Bacardi-owned brands have been experimenting with at-home focused digital campaigns. For example, last September Grey Goose launched a tennis-themed cocktail kit for the U.S. open. This latest app is taking it one step further by adding all the brands into the program. Bacardi pointed to data of customers’ shifting preferences, moving from on-premise consumption to at-home drinking. According to Bacardi 2021’s trends report shows that one in four people in the U.S. now claim to be making cocktails at home.
The Mix Lab aims to integrate with Bacardi’s growing e-commerce efforts. Over the last year, the company has been expanding its digital commerce efforts. Grey Goose, for example, began selling espresso martini kits online last year via Sourced Craft Cocktails.
Carly Sutherland, a brand strategy consultant who’s worked with Molson Coors and General Mills, said the move makes sense. “A lot of legacy brands are catching up on building in-house customer relationship management,” she explained. These types of programs help big brands collect precious first-party data.
Sutherland noted that specifically in alcohol, consumer insight tends to be scarce. This is because liquor store sales don’t tell brands much about their customers, at least not without investing in studies and surveys. For a portfolio of brands like Bacardi’s, building a user-facing platform for multiple brands also creates an ecosystem with limitless marketing opportunities down the line. “For example, they get the chance to quickly convert trending recipes into paid social ads,” Sutherland said.

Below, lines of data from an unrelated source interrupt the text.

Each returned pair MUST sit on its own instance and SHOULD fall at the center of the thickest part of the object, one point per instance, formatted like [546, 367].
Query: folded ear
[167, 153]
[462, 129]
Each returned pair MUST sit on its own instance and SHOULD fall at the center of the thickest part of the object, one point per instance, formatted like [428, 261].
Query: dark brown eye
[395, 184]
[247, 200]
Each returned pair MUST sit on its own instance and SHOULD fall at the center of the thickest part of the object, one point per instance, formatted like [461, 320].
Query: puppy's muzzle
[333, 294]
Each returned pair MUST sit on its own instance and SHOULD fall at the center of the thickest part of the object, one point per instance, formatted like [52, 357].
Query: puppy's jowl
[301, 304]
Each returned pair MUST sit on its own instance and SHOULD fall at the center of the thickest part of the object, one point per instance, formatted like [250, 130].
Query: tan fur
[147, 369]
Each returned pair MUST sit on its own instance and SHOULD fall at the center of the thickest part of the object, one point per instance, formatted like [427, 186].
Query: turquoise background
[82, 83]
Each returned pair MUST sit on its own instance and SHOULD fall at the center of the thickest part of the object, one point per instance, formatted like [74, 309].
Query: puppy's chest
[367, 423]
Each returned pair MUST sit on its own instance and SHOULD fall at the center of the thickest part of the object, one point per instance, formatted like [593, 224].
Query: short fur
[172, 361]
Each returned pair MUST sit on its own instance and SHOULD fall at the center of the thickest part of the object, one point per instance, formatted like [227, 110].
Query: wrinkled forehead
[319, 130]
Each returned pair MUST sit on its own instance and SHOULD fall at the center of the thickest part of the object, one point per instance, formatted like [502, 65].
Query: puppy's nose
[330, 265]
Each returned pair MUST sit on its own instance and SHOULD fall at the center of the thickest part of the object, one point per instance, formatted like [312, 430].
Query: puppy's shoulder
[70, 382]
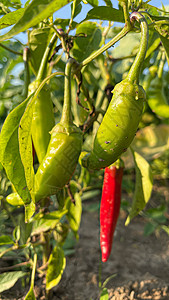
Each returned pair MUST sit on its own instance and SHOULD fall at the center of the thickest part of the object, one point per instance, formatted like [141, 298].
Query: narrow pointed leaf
[143, 186]
[56, 266]
[8, 279]
[11, 18]
[9, 152]
[74, 212]
[105, 13]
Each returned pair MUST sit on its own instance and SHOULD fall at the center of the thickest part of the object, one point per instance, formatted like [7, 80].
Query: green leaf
[74, 212]
[76, 8]
[149, 228]
[11, 18]
[163, 32]
[25, 146]
[143, 186]
[8, 279]
[38, 40]
[93, 2]
[14, 199]
[84, 46]
[56, 266]
[30, 295]
[104, 294]
[47, 222]
[108, 3]
[29, 211]
[165, 228]
[6, 240]
[16, 233]
[34, 13]
[105, 13]
[9, 152]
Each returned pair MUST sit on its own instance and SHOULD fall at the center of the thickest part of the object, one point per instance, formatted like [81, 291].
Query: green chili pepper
[63, 151]
[43, 119]
[123, 115]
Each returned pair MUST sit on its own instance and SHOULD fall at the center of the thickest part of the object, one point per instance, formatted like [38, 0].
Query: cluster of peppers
[58, 147]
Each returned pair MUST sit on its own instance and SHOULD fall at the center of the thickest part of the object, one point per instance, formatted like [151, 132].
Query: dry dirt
[140, 265]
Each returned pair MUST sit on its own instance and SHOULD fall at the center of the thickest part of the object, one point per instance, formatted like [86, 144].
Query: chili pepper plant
[84, 103]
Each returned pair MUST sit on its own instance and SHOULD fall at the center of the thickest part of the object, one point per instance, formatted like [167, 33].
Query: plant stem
[124, 4]
[33, 270]
[26, 72]
[120, 35]
[42, 70]
[66, 112]
[10, 50]
[161, 66]
[133, 75]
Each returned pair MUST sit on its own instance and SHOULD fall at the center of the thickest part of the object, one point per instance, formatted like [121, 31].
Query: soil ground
[140, 265]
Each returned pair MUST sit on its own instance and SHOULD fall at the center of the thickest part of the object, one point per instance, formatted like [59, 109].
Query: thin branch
[10, 50]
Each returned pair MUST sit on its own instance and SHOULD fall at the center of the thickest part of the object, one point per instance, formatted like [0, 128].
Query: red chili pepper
[110, 208]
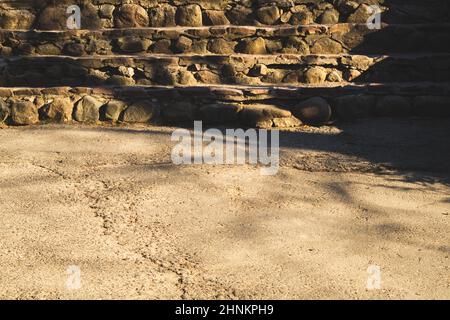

Bacardi Mix Lab is the latest example of brands realizing the importance of a direct and interactive relationship with its consumers, said Jeff Stelmach, group president at Stadiumred Group, a marketing agency holding company that works with Nestlé and Dom Pérignon.
If anything, it’s an effective use of marketing budgets that have been in constant flux, Stelmach said. “It’s a great way to apply all those marketing dollars that have been building up over the past year.”